Au terme d'un exercice extraordinairement stimulant, le Groupe de travail tient à redire sa pleine confiance dans tout le potentiel de l'économie sociale. Plus que jamais, ses artisans sont mobilisés sur des projets novateurs. Ils sont, tous et toutes, déterminés à faire franchir à notre société un seuil décisif. Devant les dures réalités de la misère et de l'exclusion, ils en appellent à la solidarité et à l'audace.

Nous pouvons faire autrement.

Les projets déposés au Sommet traduisent cette réalité. Il existe des voies qu'un peu partout, dans les quartiers des villes centrales, dans les régions, dans les collectivités, des hommes et des femmes ont commencé d'explorer. Ils ne demandent pas mieux que d'aller plus vite, plus loin, en associant à leurs démarches un plus grand nombre de nos concitoyens.

Si, un peu partout et dans les milieux les plus divers, le mot partenariat revient si souvent pour décrire ces voies, c'est bien pour exprimer une vérité : la solidarité peut nourrir l'innovation. En favorisant les rapprochements autour de ce qui apparaît comme essentiel, elle donne des formes concrètes à ce qu'on appelle la qualité des mileux de vie. Elle donne des forces et des moyens qui rendent possibles des audaces parfois insoupçonnées. Un milieu solidaire peut faire de grandes choses!

Les problèmes qui confrontent notre société sont graves.

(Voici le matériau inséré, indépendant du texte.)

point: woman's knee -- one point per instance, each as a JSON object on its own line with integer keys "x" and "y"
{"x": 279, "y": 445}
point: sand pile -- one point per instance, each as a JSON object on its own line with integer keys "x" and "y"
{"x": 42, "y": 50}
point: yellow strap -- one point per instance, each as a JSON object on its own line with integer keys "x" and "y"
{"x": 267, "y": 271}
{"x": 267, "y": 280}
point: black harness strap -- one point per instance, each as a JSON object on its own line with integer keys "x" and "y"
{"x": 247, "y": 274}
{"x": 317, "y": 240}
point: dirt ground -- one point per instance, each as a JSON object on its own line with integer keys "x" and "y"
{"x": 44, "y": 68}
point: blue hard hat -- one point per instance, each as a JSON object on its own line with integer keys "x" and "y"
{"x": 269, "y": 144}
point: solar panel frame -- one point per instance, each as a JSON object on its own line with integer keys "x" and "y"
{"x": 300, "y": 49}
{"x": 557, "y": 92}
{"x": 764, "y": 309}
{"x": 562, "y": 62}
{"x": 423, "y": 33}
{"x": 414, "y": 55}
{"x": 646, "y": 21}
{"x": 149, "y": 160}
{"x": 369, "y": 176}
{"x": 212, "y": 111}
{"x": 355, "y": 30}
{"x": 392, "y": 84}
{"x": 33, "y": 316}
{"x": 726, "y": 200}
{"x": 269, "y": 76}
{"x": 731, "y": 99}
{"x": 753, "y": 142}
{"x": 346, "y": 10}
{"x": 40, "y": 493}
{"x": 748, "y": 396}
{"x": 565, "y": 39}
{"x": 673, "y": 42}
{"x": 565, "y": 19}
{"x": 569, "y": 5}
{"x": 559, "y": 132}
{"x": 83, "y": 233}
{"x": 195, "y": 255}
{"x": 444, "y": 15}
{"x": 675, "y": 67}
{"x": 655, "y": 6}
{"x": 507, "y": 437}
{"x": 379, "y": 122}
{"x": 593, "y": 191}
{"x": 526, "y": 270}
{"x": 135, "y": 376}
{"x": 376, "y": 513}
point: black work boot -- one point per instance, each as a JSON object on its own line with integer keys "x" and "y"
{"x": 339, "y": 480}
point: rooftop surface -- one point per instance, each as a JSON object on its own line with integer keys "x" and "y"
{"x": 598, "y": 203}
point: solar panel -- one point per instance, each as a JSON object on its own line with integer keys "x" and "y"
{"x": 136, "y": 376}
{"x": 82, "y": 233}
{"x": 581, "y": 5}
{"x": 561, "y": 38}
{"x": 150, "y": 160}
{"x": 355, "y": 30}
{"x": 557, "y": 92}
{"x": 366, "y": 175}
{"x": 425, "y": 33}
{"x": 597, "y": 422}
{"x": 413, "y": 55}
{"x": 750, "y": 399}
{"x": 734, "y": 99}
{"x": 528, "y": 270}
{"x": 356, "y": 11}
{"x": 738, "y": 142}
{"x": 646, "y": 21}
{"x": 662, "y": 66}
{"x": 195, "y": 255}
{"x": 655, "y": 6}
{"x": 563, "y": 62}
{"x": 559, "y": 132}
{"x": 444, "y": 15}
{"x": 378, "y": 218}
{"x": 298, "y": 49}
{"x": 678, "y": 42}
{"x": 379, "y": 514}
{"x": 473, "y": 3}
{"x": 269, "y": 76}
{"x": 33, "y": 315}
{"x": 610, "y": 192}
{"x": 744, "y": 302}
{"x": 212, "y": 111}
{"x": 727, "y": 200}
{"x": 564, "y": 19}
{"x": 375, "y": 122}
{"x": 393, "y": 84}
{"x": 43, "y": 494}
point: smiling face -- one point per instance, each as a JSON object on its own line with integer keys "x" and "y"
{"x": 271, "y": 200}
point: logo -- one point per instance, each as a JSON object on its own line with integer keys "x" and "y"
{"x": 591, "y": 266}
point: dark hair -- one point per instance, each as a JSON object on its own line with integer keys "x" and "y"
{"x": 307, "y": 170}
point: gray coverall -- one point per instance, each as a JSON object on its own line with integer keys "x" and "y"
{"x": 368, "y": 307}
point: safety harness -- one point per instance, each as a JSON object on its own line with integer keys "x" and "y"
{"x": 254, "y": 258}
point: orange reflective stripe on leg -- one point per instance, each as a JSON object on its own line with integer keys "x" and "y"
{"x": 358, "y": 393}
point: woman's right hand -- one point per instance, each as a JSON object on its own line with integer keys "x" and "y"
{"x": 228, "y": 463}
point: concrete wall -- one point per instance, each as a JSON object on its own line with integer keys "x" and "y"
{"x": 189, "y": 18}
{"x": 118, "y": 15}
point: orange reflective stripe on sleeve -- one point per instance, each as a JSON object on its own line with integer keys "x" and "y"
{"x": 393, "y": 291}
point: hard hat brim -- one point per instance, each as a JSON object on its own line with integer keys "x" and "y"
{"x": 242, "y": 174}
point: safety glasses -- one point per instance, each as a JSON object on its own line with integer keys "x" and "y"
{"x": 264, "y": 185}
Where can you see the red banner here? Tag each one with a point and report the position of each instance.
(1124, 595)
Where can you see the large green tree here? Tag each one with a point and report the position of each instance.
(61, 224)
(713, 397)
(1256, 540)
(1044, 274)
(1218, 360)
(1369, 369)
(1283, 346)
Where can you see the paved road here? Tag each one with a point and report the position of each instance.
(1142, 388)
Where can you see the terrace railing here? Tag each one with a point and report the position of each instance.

Plusieurs des solutions qu'on avait coutume de leur apporter sont inefficaces. Pis encore, cette inefficacité a fini par miner la confiance d'un grand nombre de nos concitoyens à l'égard de nos institutions. Comme l'ont si bien fait remarquer les groupes de femmes, beaucoup de gens sont aujourd'hui tiraillés entre l'espoir et le doute.

Avec le présent rapport et, surtout, avec la dynamique qui s'est créée dans l'ensemble du domaine de l'économie sociale autour de la préparation du Sommet, le Groupe de travail est convaincu qu'un pas de plus est franchi vers l'espoir. Il reste énormément de travail à accomplir. Mais nous en sommes capables!